Il est aisé (impersonnel) prend de avec l'infinitif : Il est aisé de voir. Cependant, au temps de Descartes, cela n'était pas constant : Il est aisé à remarquer que cette altération est sentie, Descartes, Pass. I, 33. Mais aisé prend à devant un infinitif dans les autres cas, c'est-à-dire quand il n'est pas employé impersonnellement : Cela est aisé à faire ; homme aisé à vivre. Mme de Sévigné a dit aisé à, dans le sens de qui se laisse aller : Si j'étais aussi aisée à succomber à l'envie de vous entendre…, Sévigné, 402.

SYNONYME

AISÉ, FACILE. Ils marquent ce qui ne coûte pas de peine. En ce sens ils sont à peu près synonymes, et il est difficile d'y saisir une nuance, malgré les efforts des auteurs pour en signaler. Une démonstration aisée, ou une démonstration facile ; cela est aisé à apprendre, ou cela est facile à apprendre, ne présentent pas de distinction bien sensible. Mais les distinctions deviennent manifestes dans les emplois dérivés : un habit est aisé, et non facile ; le cœur, le caractère, un homme, sont faciles, c'est-à-dire qu'ils inclinent à des actes d'indulgence et de bonté, et non aisés. Mais on dit également facile à vivre, et aisé à vivre. Une chose est aisée à croire, c'est-à-dire à être crue ; mais une personne est facile à croire, c'est-à-dire qu'elle croit facilement.

HISTORIQUE

XIIIe s. De quoi je sui certein que se il eussent esté en leur cloistre, il ne fussent pas si aisié comme il sont avec le roy, Joinville, 288. L'un des poins de la loy Haali est que quant un homme se fait tuer pour faire le commandement son seigneur, que l'ame de li en va en plus aisié cors qu'elle n'estoit devant, Joinville, 260.

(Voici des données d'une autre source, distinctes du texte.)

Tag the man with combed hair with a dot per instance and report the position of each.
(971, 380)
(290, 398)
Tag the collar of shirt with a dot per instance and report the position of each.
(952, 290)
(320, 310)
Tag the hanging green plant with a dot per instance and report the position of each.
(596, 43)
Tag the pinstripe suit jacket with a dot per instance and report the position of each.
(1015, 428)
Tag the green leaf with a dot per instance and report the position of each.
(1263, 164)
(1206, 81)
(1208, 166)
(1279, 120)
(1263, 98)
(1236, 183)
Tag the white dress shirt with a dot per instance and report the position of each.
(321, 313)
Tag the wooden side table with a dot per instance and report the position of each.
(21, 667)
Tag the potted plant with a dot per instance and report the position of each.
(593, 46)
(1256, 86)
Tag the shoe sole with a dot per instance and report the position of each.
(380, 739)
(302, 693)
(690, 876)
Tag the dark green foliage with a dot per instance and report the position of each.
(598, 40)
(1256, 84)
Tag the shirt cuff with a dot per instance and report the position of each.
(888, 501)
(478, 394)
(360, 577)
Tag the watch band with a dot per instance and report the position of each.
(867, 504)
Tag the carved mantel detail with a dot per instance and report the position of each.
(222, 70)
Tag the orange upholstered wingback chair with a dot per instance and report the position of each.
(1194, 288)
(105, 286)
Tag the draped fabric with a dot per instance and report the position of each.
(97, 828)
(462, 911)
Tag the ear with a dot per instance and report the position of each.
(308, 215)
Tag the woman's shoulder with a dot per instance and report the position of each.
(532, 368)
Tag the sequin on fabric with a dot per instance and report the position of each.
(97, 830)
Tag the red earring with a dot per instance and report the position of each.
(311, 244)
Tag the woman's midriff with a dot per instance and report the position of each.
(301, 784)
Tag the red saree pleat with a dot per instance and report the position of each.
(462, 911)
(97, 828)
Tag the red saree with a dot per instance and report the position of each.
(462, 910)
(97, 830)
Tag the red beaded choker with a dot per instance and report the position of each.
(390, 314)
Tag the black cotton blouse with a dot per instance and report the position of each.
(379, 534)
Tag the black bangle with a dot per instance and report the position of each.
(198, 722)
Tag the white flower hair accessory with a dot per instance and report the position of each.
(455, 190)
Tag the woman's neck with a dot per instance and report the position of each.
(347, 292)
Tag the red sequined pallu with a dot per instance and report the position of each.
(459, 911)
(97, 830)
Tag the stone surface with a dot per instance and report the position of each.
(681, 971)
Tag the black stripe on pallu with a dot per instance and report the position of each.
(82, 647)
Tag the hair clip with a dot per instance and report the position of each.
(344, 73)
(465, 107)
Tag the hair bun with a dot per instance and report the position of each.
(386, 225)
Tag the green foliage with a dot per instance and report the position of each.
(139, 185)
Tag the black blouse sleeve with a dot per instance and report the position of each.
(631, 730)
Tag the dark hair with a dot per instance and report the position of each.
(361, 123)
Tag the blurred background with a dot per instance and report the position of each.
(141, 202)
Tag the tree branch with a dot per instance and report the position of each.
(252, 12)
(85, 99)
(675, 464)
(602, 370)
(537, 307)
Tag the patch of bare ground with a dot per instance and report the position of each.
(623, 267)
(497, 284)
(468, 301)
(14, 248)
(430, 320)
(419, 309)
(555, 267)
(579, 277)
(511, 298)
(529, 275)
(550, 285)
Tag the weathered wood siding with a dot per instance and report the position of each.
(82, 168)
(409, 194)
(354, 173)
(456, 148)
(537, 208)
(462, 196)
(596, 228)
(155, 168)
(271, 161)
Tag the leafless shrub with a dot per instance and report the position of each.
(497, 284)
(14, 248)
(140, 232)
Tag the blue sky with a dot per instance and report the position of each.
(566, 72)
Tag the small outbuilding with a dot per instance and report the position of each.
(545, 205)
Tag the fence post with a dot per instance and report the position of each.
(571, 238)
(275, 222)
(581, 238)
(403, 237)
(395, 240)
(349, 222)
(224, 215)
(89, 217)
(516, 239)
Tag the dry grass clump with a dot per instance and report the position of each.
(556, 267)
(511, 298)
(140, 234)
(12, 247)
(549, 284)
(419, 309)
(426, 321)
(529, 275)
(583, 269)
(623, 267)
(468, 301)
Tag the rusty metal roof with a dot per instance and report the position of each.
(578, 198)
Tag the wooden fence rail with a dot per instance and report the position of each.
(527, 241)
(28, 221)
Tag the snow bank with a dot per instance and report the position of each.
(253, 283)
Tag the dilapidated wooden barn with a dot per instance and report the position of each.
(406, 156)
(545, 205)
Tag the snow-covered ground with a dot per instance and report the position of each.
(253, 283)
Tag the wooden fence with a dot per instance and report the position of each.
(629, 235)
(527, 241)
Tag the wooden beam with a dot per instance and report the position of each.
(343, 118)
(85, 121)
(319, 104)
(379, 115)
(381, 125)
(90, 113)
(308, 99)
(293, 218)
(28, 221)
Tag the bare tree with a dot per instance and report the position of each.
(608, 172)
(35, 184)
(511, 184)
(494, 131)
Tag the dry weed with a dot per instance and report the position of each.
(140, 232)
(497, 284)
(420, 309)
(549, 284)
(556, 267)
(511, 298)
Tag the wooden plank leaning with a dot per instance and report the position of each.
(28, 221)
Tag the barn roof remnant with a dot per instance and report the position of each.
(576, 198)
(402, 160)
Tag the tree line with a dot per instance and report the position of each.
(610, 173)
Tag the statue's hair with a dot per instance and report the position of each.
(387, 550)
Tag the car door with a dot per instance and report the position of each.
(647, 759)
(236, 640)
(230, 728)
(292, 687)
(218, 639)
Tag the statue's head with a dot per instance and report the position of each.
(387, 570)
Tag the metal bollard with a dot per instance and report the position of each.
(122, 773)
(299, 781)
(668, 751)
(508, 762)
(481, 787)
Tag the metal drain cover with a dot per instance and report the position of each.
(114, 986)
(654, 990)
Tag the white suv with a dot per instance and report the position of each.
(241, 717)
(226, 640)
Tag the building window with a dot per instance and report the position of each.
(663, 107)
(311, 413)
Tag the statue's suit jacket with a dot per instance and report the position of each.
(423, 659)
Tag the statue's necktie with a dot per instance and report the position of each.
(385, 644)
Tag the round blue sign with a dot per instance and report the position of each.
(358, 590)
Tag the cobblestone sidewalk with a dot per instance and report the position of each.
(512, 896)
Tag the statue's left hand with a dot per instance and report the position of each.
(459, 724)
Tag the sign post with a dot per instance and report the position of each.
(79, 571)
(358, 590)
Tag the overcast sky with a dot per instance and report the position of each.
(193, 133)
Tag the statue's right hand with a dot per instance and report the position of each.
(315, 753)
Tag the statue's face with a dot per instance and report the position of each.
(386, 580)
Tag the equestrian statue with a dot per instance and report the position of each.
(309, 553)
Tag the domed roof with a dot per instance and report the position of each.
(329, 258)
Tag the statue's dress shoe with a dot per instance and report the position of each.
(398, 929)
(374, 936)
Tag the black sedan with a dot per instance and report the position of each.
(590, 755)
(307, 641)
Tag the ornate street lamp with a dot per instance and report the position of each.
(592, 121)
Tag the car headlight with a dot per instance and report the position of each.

XVIe s. Et s'il te plaist, menu les briseras, Aussi aisé comme un vaisseau de terre, Marot, IV, 228. Au demeurant vous m'avez laissée en une compaignie tant aisée à vivre, que je n'ay encores ouy une seule parole que une seur ne deust dire à l'autre, Marguerite de Navarre, Lett. XCVIII. Enfin, Cinna, je t'ai rendu accommodé et si aysé [à son aise, riche] que…, Montaigne, I, 129. Ils sont plus aysez à concevoir qu'un conte de Boccace, Montaigne, I, 180. A mesure qu'elle se treuve plus molle, il est plus aisé à y empreindre quelque chose, Montaigne, I, 199. Je suis bien aysé que les tesmoings nous sont plus à main où nous en avons plus affaire, Montaigne, I, 309. J'avais prins un cheval bien aysé, Montaigne, I, 52. Un mesme pas de cheval me semble tantost rude, tantost aysé, Montaigne, II, 324. Ceulx qui estoient plus aysez desfrayoient les plus necessiteux, Montaigne, I, 175. L'aysé et le malaysé lui sont un, Montaigne, II, 151. Sa voix estoit doulce, sa langue diserte et sa parole aisée, Amyot, Péric. 11. Il n'est pas aisé de dire quelle raison l'en detourna, Amyot, Fab. 34. Entendement aisé [vif, pénétrant], Amyot, Marcel. 27. Son pere luy faillit en l'aage de sept ans, et le laissa assez aisé, car son bien ne valoit gueres moins de quinze talents, Amyot, Démosth. 6. Quant à Marius, qui estoit pesant et mal aisé de sa personne, Amyot, Marius, 67.

ÉTYMOLOGIE

Participe de l'anc. franç. aiser, aisier, faciliter ; picard, aisié ; provenç. aisado ; angl. easy (voy. AISE).

SUPPLÉMENT AU DICTIONNAIRE

AISÉ. Ajoutez :
10L'assemblage de quelques parties d'un appareil quelconque est dit aisé, lorsque ces pièces peuvent un peu jouer les unes sur les autres, entrer facilement les unes dans les autres.